Fact check: Hillary would raise taxes on the rich? True. https://t.co/tkzZayt12D #debate pic.twitter.com/SKtLgt7g2p
— Mic (@mic) October 10, 2016
- Trump, destekçilerine ‘acınacak haldekiler’ dediği için ‘Clinton’ın kalbinde büyük bir nefret olduğunu' söyledi.
- Adil bir muamele görmediği için gerekçesiyle birçok kez moderatörlerden şikâyetçi olan Trump, programın moderatörlerinden Martha Raddatz'ın askeri stratejisi konusundaki sorularını yanıtlamayı reddetti.
Başkanlık yarışında Clinton ile Trump'ı bir araya getirecek son tartışma programı, 19 Ekim Çarşamba günü Las Vegas kentindeKİ Nevada Üniversitesi’nde gerçekleştirilecek.

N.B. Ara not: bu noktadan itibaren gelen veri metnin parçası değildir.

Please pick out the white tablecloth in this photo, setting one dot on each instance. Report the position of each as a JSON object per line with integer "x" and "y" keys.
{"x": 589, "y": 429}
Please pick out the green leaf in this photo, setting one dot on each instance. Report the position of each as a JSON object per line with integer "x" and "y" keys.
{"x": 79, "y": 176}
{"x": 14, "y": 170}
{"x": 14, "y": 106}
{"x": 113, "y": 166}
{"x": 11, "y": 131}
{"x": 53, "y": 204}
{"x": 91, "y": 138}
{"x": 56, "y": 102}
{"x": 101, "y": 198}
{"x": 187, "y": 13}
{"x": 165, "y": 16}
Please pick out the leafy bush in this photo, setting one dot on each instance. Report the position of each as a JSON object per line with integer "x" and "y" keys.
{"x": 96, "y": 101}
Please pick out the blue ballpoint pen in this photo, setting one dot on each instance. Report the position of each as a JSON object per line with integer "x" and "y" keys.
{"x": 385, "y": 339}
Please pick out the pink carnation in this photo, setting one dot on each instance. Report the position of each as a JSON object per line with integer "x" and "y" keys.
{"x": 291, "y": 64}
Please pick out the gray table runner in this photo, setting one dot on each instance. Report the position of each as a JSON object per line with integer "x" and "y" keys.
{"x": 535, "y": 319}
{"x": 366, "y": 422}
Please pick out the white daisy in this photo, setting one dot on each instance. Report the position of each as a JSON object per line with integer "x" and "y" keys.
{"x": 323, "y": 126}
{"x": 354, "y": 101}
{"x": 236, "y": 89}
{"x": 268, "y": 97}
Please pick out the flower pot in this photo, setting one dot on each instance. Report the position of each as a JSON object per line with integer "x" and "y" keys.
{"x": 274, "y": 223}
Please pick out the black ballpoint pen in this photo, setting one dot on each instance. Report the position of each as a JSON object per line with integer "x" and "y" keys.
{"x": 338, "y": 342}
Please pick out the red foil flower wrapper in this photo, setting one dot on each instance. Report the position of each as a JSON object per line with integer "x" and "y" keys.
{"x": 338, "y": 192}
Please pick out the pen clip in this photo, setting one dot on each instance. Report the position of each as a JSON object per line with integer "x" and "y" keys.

Bu arada Trump, tartışmadan bir saat kadar önce eski Başkan Bill Clinton'ı cinsel tacizle suçlayan üç kadınla beraber Facebook canlı yayını yaptı.
Ancak Trump’ın bu hamlesinin, videosu nedeniyle kendisine tepkili Cumhuriyetçilerin sinirlerini yatıştırıp yatıştırmayacağı bilinmiyor. Trump, 2005 yılına ait videodaki sözleri nedeniyle özür dilese de, kaydın ortaya çıkması ardından 33 üst düzey Cumhuriyetçi siyasetçi Trump'a desteklerini geri çekti. Bu isimler arasında eski Cumhuriyetçi Parti başkan adayı John McCain ve eski ABD Dışişleri Bakanı Condoleezza Rice da bulunuyor.
McCain, “Trump'ın bu sözlerinin, adaylığına koşullu destek sunmayı sürdürmeyi dahi imkânsız hale getirdiğini” söylerken, Rice “Yeter! Donald Trump başkan olmamalı. Adaylıktan çekilmeli" ifadelerini kullandı.